Les membres de Justice échangèrent un regard circonspect et, au discret encouragement d'Arthur, disparurent tous ensemble dans la forteresse dont la silhouette était déjà engloutie par la nuit tombante. Morgane demeurait aux côtés de son frère, mais son père lui jeta bien vite un regard entendu.

- Ça vaut pour toi aussi, ma fille.

- Quoi ? Mais je...

- Ne discute pas, Morgane. Disparais ! aboya l'Empereur avec l'autorité qu'on pouvait imaginer chez un vétéran de son âge.

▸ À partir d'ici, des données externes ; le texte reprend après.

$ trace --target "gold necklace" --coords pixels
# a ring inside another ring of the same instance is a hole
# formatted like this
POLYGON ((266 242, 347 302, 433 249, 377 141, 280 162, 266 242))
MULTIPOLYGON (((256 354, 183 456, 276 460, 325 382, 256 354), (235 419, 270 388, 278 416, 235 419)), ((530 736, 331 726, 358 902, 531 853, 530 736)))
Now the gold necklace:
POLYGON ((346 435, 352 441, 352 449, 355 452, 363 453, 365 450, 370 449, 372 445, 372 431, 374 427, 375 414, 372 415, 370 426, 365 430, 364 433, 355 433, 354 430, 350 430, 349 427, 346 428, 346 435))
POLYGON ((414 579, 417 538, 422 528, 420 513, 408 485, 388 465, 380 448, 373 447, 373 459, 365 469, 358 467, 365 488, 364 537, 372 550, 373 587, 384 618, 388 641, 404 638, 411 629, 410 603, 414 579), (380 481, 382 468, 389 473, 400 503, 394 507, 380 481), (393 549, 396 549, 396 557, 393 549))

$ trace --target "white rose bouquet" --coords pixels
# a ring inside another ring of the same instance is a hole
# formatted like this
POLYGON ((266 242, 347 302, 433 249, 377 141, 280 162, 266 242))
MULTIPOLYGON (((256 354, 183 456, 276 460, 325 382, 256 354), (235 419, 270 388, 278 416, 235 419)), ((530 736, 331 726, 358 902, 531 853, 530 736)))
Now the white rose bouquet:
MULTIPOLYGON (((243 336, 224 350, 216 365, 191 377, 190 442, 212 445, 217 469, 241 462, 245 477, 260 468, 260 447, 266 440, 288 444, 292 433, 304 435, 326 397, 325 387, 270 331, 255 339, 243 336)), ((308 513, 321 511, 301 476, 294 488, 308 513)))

Elle disparut en grommelant, visiblement de mauvaise humeur, et Arthur comprit que son père l'invitait à le suivre quand il se remit à marcher. Ils demeurèrent silencieux tous les deux, arpentant les remparts comme deux sentinelles en service, et l'Empereur brisa le premier le calme qui s'était installé.

- Que t'a dit ton oncle sur ta mère ?

- Qu'elle était la femme la plus belle, sage et puissante qui ait existé. Qu'elle était la plus grande amirale de la Marine qui ait jamais vécu. Qu'elle est morte à Endlog en nous donnant la vie, à ma sœur et moi, au cours d'une grande bataille.

Utyr acquiesça lentement et grogna comme un animal repus.

- Je vois que le Tigre Blanc n'avait pas totalement perdu la tête, finalement. Il vieillissait mais n'était pas encore sénile.

Un sourire triste se dessina sur les lèvres d'Arthur à la pensée de son maître, celui qui était pour lui le plus proche d'un père.

- Ce qu'il t'a dit est vrai, dans ce cas. Je ne ferai que te répéter ses mots si je te disais qu'elle était la plus grande guerrière que j'aie jamais rencontrée, la plus sublime et brillante personne qui vécut en ce monde.

Il s'arrêta quelques instants, le regard posé sur ses mains gantées. Du bout de l'index, il caressait la pierre froide des créneaux, comme un enfant contrarié par un souvenir triste. De toute évidence, il l'aimait encore, et Arthur fut touché de voir en ce colosse redouté de tous pour sa force monstrueuse une lueur d'humanité et de tendresse. Ses yeux était ceux de Morgane, les siens, des yeux de rapace dorés. Soudain, il crut y voir passer une lueur bien connue de lui, celle de la rage.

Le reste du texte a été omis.